Bond rating agencies continue to rate Md. at the highest levels
The good news is each credit-rating agency gave Maryland its highest rating possible in connection with the state’s March 2015 bond sale.
This is no small feat. It puts Maryland is in the top 20% of the 50 states. And among blue-chip corporations just three (ExxonMobil, Microsoft, and Johnson & Johnson) have triple-A ratings. Apple Computer, with $120 billion of cash in the bank and $40 billion of annual revenues merits only a double-A1 rating from Moody’s and AA+ from S&P, a notch below triple-A. Source: Barron’s, November 2014.
The bad news is that ratings cannot go up; they can only go down. And Moody’s, which shows Maryland’s credit rating as “stable,” lists criteria that could lead to potential credit deterioration; ostensibly calling on the state to avoid that condition by:
- Reversing its $916 million negative equity;
- Adhering to plans for fixing underfunded pensions;
- Controlling deficit spending; and
- Halting the continuous draw-downs of reserve funds.
Can Hogan work with the legislature on these challenges?
Audited financial statements show historical spending; budgetary information has limited use
The State’s budgetary calculations show a positive balance of almost $800 million of rainy day money. Budget reporting, however, can be gimmicky. In this case Maryland maintains $800 million cash in the bank, but that cash is committed for “…legislated purposes or to liquidate contracts and purchase orders of the prior period;” and one dollar cannot be spent twice on two objects.
Differences between generally-accepted accounting principles relied on by Moody’s, and budgetary accounting highlight the fact that budgets are “cash-basis” constructs of the governor and the legislature that need not comply with generally accepted accounting principles; aren’t a comprehensive basis of accounting created by any independent standards-setting body; and (lastly) they aren’t audited (although they are closely monitored by the Department of Legislative Services.)
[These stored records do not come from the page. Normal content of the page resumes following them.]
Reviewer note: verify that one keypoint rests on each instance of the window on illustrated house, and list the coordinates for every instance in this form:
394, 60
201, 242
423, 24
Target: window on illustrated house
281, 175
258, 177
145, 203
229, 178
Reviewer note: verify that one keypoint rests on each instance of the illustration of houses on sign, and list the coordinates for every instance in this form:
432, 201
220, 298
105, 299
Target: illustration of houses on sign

Negative equity of the state is worse than every county’s equity
At the end of fiscal 2014, the state of Maryland is in worse shape than any of Maryland’s 23 counties and the City of Baltimore, according to a January 2015 study by the Department of Legislative Services, Overview of Maryland Local Governments—Financial and Demographic Information (page 111).
Impediments to matching revenues and spending
Perhaps the largest impediment to more closely aligning spending with revenues is mandated spending that puts substantially more than half the budget off the table for budget cutting. Education spending must maintain at least the previous year’s per-pupil spending level; at about $15,000/student. Debt service costs are dictated by the terms of the revenue bonds and cannot be altered without defaulting. And so forth.
Legislators use creative financing each year using a “To Do” list to juggle budget numbers and bring them into nominal balance.
This year’s plan required, among other things, increasing state revenues by adjusting estimates for $10 million more revenue for the “Early Medical Loss Ratio Payment,” which is clawback of money from managed care organizations whose administrative costs are higher than mandated by the Affordable Care Act; and diverting Chesapeake Bay 2010 Fund Revenue of $8 million to the general fund.
In addition, the legislature planned to transfer $100 million from the Local Income Tax Reserve Account and $38 million from Transfer Taxes; $11 million from Program Open Space monies; $8 million from the State Unemployment Compensation Fund; and $6 million from the Strategic Energy Investment Fund.
The final numbers were modified in the budget reconciliation bill to be signed by Hogan. However, the law Hogan will sign partially continues the legislature’s creative budgeting signed off by O’Malley over the past eight years.